Furthermore, the collagen micro-emulsion filler is applied to the removal of free radicals and the enhancement of the antioxidation of skin.
Furthermore, the collagen micro-emulsion filling agent is applied to preparing products for removing wrinkles and delaying skin aging.
Has the advantages that:
(1) according to the preparation method, part of components are subjected to primary emulsification to prepare the W/O emulsion, and then the crosslinked collagen and the W/O emulsion are subjected to secondary emulsification by using shearing emulsification equipment to obtain the microemulsion filler.
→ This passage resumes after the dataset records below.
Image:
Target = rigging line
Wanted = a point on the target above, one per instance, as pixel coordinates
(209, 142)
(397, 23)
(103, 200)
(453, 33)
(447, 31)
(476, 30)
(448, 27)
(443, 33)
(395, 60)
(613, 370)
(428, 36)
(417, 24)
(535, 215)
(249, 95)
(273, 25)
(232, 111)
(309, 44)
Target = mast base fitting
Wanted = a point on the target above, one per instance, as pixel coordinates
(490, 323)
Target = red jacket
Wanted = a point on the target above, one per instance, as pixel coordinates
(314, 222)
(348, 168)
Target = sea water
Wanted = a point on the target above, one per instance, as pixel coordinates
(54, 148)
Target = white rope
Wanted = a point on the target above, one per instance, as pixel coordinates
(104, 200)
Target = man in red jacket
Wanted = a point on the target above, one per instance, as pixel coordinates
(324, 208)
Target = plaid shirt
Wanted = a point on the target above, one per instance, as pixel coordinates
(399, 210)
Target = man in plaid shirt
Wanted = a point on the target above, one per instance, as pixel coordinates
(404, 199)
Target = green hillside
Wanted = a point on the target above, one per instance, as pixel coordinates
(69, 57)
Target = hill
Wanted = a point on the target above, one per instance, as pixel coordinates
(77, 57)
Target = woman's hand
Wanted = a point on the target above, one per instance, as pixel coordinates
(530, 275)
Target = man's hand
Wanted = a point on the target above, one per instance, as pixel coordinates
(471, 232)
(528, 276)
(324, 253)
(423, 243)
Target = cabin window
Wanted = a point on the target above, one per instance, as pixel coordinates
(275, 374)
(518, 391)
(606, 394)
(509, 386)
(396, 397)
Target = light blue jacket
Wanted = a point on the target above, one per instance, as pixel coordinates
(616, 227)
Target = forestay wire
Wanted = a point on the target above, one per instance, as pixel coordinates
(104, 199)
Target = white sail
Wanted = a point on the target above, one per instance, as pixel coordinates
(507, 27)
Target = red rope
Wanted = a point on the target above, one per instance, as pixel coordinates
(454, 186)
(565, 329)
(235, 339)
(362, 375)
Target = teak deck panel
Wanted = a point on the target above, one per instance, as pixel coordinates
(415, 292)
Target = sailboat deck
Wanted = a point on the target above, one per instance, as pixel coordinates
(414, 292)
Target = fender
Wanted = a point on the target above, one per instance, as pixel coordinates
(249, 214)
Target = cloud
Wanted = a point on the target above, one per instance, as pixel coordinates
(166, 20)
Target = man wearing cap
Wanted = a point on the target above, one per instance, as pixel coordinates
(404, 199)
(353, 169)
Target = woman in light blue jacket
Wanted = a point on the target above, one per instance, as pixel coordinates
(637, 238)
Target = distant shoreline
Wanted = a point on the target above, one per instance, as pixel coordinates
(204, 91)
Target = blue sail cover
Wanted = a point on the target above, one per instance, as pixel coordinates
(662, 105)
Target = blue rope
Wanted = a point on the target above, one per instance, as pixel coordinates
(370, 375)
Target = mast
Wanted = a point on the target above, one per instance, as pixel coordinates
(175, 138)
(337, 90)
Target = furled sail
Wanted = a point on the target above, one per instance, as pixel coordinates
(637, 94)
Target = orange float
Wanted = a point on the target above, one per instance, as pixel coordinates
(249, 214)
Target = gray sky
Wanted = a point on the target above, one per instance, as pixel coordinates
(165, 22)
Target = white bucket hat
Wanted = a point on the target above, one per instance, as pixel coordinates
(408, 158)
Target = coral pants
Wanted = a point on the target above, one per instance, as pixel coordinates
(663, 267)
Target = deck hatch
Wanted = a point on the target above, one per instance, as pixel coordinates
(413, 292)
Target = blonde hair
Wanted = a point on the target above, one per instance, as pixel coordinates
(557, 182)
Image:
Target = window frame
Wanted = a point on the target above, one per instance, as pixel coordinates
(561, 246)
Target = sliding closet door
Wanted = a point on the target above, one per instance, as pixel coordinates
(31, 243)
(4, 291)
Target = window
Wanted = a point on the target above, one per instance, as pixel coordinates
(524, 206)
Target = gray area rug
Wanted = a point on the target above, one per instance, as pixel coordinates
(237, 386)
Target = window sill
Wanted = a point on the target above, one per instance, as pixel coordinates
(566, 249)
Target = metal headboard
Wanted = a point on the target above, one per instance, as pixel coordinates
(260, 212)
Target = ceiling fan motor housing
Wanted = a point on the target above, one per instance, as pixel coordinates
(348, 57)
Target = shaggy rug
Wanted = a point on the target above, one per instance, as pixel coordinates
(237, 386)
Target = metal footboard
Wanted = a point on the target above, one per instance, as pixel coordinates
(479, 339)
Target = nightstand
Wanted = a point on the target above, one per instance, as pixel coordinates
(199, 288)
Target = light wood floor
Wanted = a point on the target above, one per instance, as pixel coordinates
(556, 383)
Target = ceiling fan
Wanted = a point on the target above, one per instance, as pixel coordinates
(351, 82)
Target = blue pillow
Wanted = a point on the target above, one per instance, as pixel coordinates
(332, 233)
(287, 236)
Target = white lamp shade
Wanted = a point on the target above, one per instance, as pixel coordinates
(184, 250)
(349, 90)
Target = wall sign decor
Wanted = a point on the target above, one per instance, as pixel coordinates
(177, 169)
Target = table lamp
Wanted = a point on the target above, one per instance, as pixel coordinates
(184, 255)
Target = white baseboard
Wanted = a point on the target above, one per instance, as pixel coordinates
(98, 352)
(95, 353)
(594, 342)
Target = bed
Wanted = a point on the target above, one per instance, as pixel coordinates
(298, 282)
(2) The microemulsion filling agent for collagen prepared by the application realizes the effect of delaying skin aging for a long time by depending on the characteristics of stability and long-acting slow release of the microemulsion filling agent on the basis of ensuring the filling effect, and simultaneously can improve the supporting effect of the filling agent, delay the degradation of the filling agent and fully exert the good biocompatibility of the collagen.
Drawings
FIG. 1 is a state diagram of a W/O microemulsion filler solution of the present invention.
FIG. 2 is a view of a W/O microemulsion filler solution of the present invention observed under a microscope.
FIG. 3 is a state diagram of composite multicomponent collagen filler prepared by other micro-emulsification methods.
FIG. 4 is a state diagram of a composite multicomponent collagen filler prepared in a non-microemulsifying manner.
FIG. 5 is a state diagram of a collagen filler alone.
FIG. 6 is a pathological section of an animal degradation test.
Figure 7 comparison of the effect before and after injection.
Detailed Description
In order to make the technical solutions in the present application better understood, the present invention is further described below with reference to examples, which are only a part of examples of the present application, but not all examples, and the present invention is not limited by the following examples.
The reagent consumables adopted by the invention are all common products sold in the market and can be purchased in the market.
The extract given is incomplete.